Understand what Compound Skills are and why they matter for legal work.
4 min readIf you have used AI tools like Claude or ChatGPT for legal work, you know the pattern: you type a prompt, get a response, refine it, and eventually land somewhere useful. The problem is that this process is improvised every time. The quality depends entirely on whoever is writing the prompt, and nothing is captured for next time.
A Skill changes that. It is a structured Markdown file that instructs an AI agent how to perform a specific legal task --- step by step, with the methodology baked in. Think of it as a playbook: the kind of checklist a senior associate would hand to a junior before reviewing an NDA or assessing a GDPR data subject request. Except instead of sitting in someone’s desk drawer, it runs inside your AI agent and produces consistent results every time.
Law firms run on institutional knowledge. A partner knows which clauses in a German employment contract tend to be unenforceable. A senior associate knows the five things to check before signing off on a share purchase agreement. That knowledge usually lives in people’s heads, and it walks out the door when they leave.
Skills capture that expertise in a format that any team member can apply immediately.

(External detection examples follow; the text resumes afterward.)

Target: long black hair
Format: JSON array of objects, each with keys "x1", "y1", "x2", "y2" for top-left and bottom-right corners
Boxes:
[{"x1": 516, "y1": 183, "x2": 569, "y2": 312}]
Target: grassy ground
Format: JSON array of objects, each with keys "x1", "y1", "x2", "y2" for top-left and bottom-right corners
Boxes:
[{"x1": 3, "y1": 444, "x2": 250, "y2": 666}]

Consistency across the team. When every lawyer uses the same Skill to review a contract type, the analysis follows the same structure. Nothing gets skipped because someone forgot a step. The output is predictable and auditable.

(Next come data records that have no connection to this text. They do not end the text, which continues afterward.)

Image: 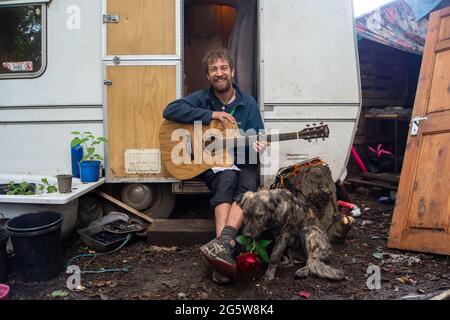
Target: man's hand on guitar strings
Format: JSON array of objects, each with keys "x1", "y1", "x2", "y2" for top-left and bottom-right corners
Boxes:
[
  {"x1": 252, "y1": 141, "x2": 270, "y2": 153},
  {"x1": 212, "y1": 111, "x2": 236, "y2": 124}
]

Junior lawyers perform at a senior level. A first-year associate running a well-built Skill doesn’t need to remember every edge case in German limitation periods. The Skill walks the AI through each checkpoint. The associate still exercises judgment --- but the framework is there.
Risk reduction. Missed steps are where liability hides. A Skill that systematically checks penalty clauses, non-compete scope, and governing law provisions reduces the chance of something slipping through. It is a structured safety net.
Speed on routine analysis. Tasks that take a junior lawyer hours --- reviewing standard NDAs, checking data processing agreements against GDPR requirements, verifying GmbH formation documents --- take minutes when an AI agent follows a well-structured Skill.
You might wonder: why not just write a good prompt? The difference is the same as between a one-off email and a documented procedure.
A prompt is a single instruction. It lives in a chat window, it is not version-controlled, and it varies every time someone writes it. Two lawyers on the same team will prompt differently and get different results.
A Skill is a reusable, versioned, peer-reviewed methodology. It is written once by an experienced lawyer, reviewed for accuracy, and improved over time. When a regulatory change affects the analysis --- say, a new court ruling on non-compete enforceability --- the Skill gets updated and every future use reflects that change.
Skills encode institutional knowledge. Prompts encode whatever the user remembers at that moment.
Every Skill is a Markdown file with two parts: frontmatter (metadata) and body (the actual workflow).
---
title: NDA Review
category: contract-law
jurisdiction: [DE]
author: Konrad Abraham
version: 2026-03
---
## Overview
Analyzes non-disclosure agreements under German
law, covering confidentiality scope, term, penalty
provisions, and carve-outs.
## Steps
1. Identify the parties and contractual scope
2. Check the definition of confidential information
3. Verify the confidentiality term and survival clause
4. Flag non-standard or one-sided clauses
5. Assess penalty provisions under § 339 ff. BGB
6. Review permissible disclosure exceptions
7. Check governing law and jurisdiction
## FAQ
**What if the NDA is bilingual?**
Analyse both versions. Flag discrepancies between
the German and English text, noting which version
controls per the governing law clause.
The frontmatter defines metadata: what category of law the Skill covers, which jurisdictions it applies to, who authored it, and which version you are using. This makes Skills searchable, filterable, and traceable.
The body contains the workflow itself. The Overview explains what the Skill does and when to use it. The Steps section is the core --- a numbered sequence of instructions that the AI agent follows when analysing your document. The optional FAQ section addresses edge cases and common questions that arise during the task.
When you load a Skill into an AI agent, the agent reads these instructions and applies them to whatever document you provide. You upload an NDA, and the agent works through each step, flagging issues and producing structured output.
Skills are not crowdsourced wiki entries. Every Skill published on Compound Law is authored by a licensed lawyer practising in the relevant jurisdiction. Before publication, each Skill goes through a review process for legal accuracy and practical completeness. Skills are versioned, so you always know which edition you are working with, and updates are tracked when the law changes.
Jurisdiction matters. A Skill for reviewing employment contracts under German law reflects BGB provisions, BAG case law, and standard market practice in Germany. It does not attempt to generalise across legal systems where the rules differ.
Skills provide structured guidance for legal analysis. They are educational tools and workflow aids, not binding legal opinions. A Skill can help you identify issues, organise your review, and ensure completeness --- but the legal conclusions remain yours. Every matter has facts that require professional judgment, and no automated workflow replaces that responsibility.